2018年3月25日日曜日

02_不安・依存とコントロール

天地は公平無私だ。万物を同様に慈しむ。万物をわら犬 のように見、愛しもせず、憎しみもしない。
監修・野末陳平:作画・蔡志忠「マンガ 老荘の思想」講談社より
天地の間は、まるで「ふいご」のようである。その中は空虚だが、それ故に万物を変え、変化させる。作為は施せば施すほど、かえって過ちや、失敗を招く。

不安 ⇆ コントロール

不安と操作のリンカーン・ロッグが示すものは、不安を捨てない限りコントロールへの欲求を断念することは出来ない、ということ。また他人や社会を操作することを止めない限り、不安は解消されないともいえる。この二つは固く結びついているので、私たちは不安な時には、必ず状況をコントロールしようとする。コントロールは幻想にすぎないので、当然失敗するが、そのことにより私たちはさらに不安になるという悪循環を繰り返すことになる。

依存 ⇆ コントロール

依存とコントロールもまたリンカーン・ロッグを形成している。

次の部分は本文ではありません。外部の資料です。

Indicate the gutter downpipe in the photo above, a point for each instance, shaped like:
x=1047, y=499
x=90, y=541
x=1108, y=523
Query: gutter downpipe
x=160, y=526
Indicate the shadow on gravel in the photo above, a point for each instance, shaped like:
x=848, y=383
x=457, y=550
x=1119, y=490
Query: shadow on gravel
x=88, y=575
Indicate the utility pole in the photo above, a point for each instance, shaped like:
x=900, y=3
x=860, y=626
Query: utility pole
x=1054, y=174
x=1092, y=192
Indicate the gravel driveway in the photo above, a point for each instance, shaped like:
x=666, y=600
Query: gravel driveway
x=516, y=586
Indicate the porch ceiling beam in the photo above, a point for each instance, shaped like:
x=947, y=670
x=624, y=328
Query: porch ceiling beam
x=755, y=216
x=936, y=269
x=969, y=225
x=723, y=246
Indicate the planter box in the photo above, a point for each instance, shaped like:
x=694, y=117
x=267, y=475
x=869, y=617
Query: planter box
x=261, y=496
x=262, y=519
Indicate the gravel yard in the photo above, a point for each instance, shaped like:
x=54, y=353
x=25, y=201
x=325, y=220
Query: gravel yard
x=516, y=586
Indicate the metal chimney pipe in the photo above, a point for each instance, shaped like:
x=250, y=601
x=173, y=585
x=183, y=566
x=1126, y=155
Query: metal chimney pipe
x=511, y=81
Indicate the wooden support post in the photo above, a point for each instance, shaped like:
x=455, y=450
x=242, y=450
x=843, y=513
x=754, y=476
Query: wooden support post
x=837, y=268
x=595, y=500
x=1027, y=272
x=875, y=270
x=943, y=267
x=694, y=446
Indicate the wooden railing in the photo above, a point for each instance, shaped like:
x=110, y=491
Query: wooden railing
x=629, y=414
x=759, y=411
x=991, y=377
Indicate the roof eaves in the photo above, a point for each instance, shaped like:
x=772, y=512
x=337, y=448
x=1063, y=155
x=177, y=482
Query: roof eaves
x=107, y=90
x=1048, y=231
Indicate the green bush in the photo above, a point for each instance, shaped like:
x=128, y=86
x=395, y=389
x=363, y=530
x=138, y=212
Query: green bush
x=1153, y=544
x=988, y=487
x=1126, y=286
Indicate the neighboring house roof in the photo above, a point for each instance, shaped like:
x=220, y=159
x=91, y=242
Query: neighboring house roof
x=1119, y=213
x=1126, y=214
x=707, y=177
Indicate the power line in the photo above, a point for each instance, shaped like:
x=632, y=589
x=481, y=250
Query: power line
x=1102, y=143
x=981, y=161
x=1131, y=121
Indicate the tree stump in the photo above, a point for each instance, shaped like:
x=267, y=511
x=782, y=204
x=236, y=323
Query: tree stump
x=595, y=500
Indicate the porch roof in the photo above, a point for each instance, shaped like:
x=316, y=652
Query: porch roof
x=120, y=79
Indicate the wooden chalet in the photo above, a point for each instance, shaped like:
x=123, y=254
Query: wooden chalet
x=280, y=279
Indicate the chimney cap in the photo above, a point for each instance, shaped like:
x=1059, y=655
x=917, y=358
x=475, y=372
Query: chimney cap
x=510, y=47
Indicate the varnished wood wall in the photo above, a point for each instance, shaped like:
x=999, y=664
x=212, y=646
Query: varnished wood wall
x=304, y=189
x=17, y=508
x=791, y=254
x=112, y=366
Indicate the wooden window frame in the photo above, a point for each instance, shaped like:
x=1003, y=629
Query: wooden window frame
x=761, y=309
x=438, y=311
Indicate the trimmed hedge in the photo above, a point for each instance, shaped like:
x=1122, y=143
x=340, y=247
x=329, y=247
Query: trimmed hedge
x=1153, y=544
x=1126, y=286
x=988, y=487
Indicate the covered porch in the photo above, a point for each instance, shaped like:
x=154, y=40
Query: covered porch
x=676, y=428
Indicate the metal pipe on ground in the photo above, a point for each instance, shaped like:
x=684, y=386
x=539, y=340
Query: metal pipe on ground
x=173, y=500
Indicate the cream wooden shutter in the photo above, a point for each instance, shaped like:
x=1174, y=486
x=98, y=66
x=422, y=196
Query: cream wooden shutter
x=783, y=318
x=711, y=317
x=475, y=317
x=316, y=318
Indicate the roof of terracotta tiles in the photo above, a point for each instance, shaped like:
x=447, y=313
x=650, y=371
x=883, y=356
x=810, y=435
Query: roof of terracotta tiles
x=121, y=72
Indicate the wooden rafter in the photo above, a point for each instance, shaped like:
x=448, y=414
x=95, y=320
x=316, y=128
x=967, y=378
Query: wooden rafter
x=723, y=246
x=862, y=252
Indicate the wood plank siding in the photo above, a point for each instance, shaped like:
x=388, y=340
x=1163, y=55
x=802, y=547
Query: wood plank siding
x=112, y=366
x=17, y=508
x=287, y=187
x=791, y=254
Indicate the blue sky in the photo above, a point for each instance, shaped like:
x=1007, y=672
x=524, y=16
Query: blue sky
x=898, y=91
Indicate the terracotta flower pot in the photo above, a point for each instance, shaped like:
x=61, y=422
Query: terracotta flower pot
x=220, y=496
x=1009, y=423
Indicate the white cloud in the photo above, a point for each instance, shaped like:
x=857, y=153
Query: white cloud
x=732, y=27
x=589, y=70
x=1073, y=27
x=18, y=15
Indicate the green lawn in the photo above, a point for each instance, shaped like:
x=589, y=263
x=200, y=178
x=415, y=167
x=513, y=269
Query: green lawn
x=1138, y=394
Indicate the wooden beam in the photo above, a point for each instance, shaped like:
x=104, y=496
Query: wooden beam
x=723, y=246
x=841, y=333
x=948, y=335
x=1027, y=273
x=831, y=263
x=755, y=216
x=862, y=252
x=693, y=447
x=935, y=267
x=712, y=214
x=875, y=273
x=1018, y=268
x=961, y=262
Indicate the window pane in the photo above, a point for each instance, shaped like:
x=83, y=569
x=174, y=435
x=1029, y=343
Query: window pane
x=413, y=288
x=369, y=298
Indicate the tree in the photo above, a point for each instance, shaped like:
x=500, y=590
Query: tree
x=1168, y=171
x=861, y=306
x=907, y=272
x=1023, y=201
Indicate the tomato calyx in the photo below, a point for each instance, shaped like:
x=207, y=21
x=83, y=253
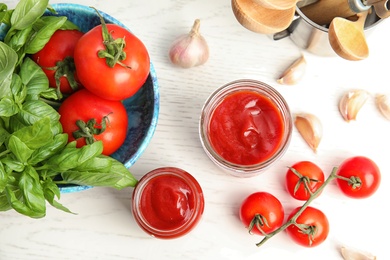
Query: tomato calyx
x=258, y=221
x=303, y=179
x=353, y=181
x=113, y=52
x=89, y=129
x=309, y=230
x=64, y=68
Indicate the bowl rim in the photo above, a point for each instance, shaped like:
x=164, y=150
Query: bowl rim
x=156, y=96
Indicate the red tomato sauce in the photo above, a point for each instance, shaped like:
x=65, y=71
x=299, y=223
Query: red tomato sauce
x=246, y=128
x=167, y=202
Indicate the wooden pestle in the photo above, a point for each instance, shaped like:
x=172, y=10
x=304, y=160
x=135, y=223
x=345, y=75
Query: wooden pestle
x=322, y=12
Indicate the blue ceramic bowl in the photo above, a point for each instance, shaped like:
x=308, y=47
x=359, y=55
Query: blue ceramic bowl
x=142, y=108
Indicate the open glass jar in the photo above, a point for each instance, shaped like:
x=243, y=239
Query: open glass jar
x=245, y=126
x=167, y=202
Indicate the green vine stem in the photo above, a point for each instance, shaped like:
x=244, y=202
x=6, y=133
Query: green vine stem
x=292, y=221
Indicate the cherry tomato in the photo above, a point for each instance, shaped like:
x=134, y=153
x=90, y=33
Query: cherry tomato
x=261, y=210
x=363, y=174
x=56, y=60
x=315, y=227
x=301, y=174
x=103, y=119
x=120, y=81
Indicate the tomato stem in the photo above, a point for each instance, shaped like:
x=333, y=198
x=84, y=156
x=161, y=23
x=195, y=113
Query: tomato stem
x=90, y=129
x=113, y=52
x=293, y=220
x=258, y=221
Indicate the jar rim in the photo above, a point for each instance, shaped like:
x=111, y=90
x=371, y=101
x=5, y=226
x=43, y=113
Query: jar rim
x=192, y=219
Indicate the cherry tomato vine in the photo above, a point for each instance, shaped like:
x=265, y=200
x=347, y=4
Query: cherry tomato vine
x=357, y=177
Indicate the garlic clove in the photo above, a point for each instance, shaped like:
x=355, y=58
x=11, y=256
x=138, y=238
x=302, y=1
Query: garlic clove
x=383, y=104
x=189, y=50
x=352, y=254
x=294, y=73
x=351, y=103
x=310, y=128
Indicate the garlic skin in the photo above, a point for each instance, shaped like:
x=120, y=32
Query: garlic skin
x=383, y=104
x=352, y=254
x=351, y=103
x=294, y=73
x=310, y=128
x=189, y=50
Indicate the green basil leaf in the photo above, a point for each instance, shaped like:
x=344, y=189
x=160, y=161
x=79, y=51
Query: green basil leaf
x=27, y=12
x=3, y=178
x=4, y=204
x=4, y=135
x=32, y=190
x=51, y=190
x=36, y=135
x=19, y=39
x=55, y=145
x=96, y=164
x=34, y=110
x=51, y=94
x=5, y=16
x=13, y=164
x=16, y=202
x=33, y=77
x=71, y=157
x=19, y=91
x=8, y=60
x=118, y=176
x=8, y=107
x=19, y=149
x=44, y=34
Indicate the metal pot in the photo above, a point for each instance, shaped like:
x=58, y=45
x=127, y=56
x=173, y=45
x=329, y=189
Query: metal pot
x=312, y=37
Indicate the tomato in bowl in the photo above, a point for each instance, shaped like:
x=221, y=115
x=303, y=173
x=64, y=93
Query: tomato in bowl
x=142, y=108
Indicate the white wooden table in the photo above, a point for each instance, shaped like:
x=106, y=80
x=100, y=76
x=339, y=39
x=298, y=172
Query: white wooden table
x=104, y=227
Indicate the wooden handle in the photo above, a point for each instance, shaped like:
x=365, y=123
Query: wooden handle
x=322, y=12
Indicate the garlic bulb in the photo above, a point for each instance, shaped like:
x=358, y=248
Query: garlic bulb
x=351, y=103
x=189, y=50
x=383, y=104
x=310, y=128
x=294, y=73
x=351, y=254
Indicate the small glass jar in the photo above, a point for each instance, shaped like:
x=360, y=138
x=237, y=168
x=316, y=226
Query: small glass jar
x=167, y=203
x=244, y=116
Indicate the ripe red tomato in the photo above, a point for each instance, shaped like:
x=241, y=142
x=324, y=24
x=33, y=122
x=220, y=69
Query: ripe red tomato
x=316, y=227
x=83, y=105
x=56, y=60
x=366, y=176
x=117, y=82
x=306, y=173
x=261, y=209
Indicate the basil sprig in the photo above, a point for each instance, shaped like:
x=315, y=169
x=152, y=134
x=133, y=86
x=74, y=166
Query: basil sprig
x=35, y=156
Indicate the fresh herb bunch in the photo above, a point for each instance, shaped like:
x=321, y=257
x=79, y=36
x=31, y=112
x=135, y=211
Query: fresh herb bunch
x=35, y=156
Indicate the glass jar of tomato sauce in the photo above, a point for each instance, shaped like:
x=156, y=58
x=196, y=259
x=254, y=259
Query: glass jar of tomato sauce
x=167, y=202
x=245, y=126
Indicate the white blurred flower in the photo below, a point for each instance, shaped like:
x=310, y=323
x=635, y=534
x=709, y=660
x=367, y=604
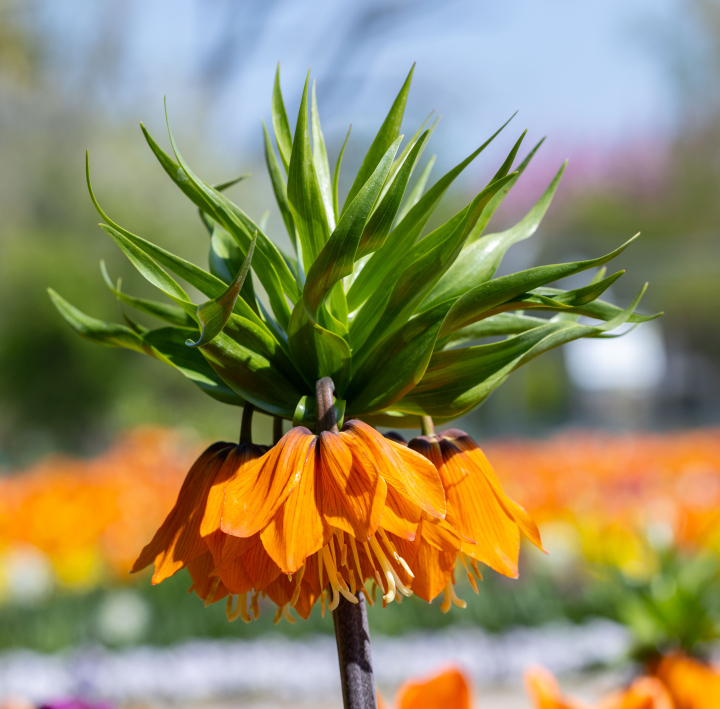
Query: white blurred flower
x=123, y=617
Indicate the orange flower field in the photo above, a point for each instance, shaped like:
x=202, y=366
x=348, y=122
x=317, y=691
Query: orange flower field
x=612, y=494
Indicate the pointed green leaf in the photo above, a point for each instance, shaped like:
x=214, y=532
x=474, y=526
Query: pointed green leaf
x=320, y=160
x=304, y=194
x=318, y=352
x=427, y=260
x=214, y=314
x=170, y=343
x=500, y=196
x=479, y=260
x=386, y=136
x=272, y=270
x=149, y=268
x=336, y=259
x=500, y=325
x=471, y=306
x=99, y=331
x=401, y=239
x=379, y=225
x=458, y=380
x=281, y=126
x=163, y=311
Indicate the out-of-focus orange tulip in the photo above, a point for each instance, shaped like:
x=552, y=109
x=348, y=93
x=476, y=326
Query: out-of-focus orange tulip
x=691, y=684
x=448, y=689
x=643, y=693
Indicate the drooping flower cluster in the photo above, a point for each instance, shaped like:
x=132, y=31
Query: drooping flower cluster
x=318, y=516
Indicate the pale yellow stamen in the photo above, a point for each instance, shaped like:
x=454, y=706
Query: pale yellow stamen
x=450, y=598
x=338, y=584
x=356, y=558
x=393, y=580
x=378, y=575
x=389, y=546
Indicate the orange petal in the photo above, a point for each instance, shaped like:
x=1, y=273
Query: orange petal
x=234, y=465
x=644, y=693
x=234, y=576
x=692, y=684
x=306, y=600
x=352, y=493
x=297, y=529
x=261, y=569
x=208, y=587
x=518, y=513
x=439, y=534
x=178, y=540
x=544, y=690
x=235, y=547
x=252, y=498
x=402, y=468
x=448, y=690
x=400, y=516
x=281, y=590
x=478, y=514
x=432, y=570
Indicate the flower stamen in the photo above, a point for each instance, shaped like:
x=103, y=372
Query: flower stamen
x=450, y=598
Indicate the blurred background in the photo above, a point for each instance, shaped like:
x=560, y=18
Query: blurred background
x=614, y=445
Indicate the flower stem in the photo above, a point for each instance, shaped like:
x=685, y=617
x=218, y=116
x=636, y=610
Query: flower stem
x=277, y=429
x=246, y=425
x=351, y=626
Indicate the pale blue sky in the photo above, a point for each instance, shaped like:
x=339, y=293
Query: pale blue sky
x=585, y=73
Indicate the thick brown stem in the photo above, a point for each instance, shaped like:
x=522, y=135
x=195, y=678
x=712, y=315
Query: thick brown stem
x=350, y=619
x=246, y=425
x=277, y=429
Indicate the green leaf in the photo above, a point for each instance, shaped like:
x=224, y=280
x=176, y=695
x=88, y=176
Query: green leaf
x=270, y=267
x=499, y=325
x=336, y=259
x=336, y=176
x=214, y=314
x=281, y=126
x=170, y=343
x=483, y=298
x=225, y=259
x=163, y=311
x=401, y=239
x=458, y=380
x=395, y=367
x=254, y=366
x=379, y=225
x=280, y=190
x=149, y=268
x=320, y=160
x=98, y=331
x=479, y=260
x=417, y=190
x=386, y=136
x=500, y=196
x=318, y=352
x=304, y=194
x=427, y=260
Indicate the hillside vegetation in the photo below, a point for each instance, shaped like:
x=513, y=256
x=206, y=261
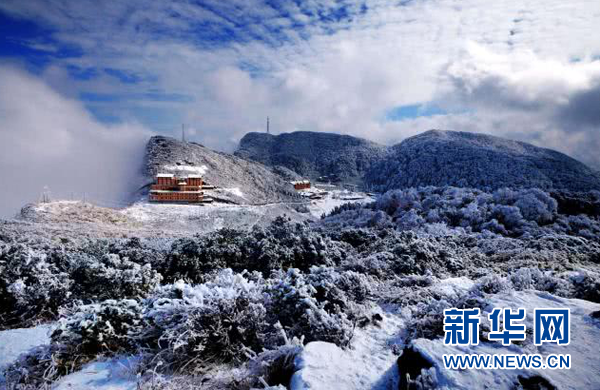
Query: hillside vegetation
x=310, y=154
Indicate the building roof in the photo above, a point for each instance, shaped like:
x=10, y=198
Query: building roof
x=176, y=192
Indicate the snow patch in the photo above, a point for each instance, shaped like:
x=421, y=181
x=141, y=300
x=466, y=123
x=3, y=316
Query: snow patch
x=368, y=364
x=15, y=342
x=114, y=374
x=235, y=191
x=584, y=346
x=201, y=170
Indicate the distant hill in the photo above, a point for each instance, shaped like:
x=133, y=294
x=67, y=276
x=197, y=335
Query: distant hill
x=438, y=158
x=342, y=158
x=238, y=180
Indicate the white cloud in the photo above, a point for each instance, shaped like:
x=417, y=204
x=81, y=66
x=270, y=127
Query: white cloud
x=49, y=140
x=516, y=79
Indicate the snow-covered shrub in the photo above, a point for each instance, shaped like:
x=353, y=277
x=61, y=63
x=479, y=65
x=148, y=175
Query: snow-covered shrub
x=292, y=299
x=111, y=326
x=112, y=277
x=378, y=264
x=281, y=245
x=586, y=286
x=31, y=288
x=508, y=212
x=339, y=291
x=221, y=320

状況操作への欲求を捨てない限り、人間は自立できないが、他の誰かや外部の何かに依存している間は、状況操作への欲求を断つことは出来ない。助け合いではなく、依存している時、人は生存に必要な内的自己を持たないがゆえに、何かを操作しなければならないように感じるのである。この場合、他者や状況、物事を操ることが、必要なものを手にする唯一の手段となる。

自己中心性 ⇆ 自己喪失

自己中心的な時は、自分自身からも完全に離れています」。➡ A・W・シェフ

自己中心性の特徴の一つは、自己と他者との境界が欠けているということ。➡ このような人にとって、すべては私であり、すべては自分にとって、ためになるかならないかの二元論で振り分けられる。同時にこの人は、<自分が存在していない>のではないか、<これは現実ではない>のではないかという、不確実感にさいなまれていて、自己中心性は、このような感情に対抗しようとする試みでもある。

自己中心性とは自意識過剰なのではなく、自己喪失である。自分自身の境界を持たず、他者との境界を認めることができなければ、真の自己を自覚することは出来ず、自己実現はあり得ない。そのため、自己を有するためには、自己中心性と自己喪失の双方を捨てなければならない。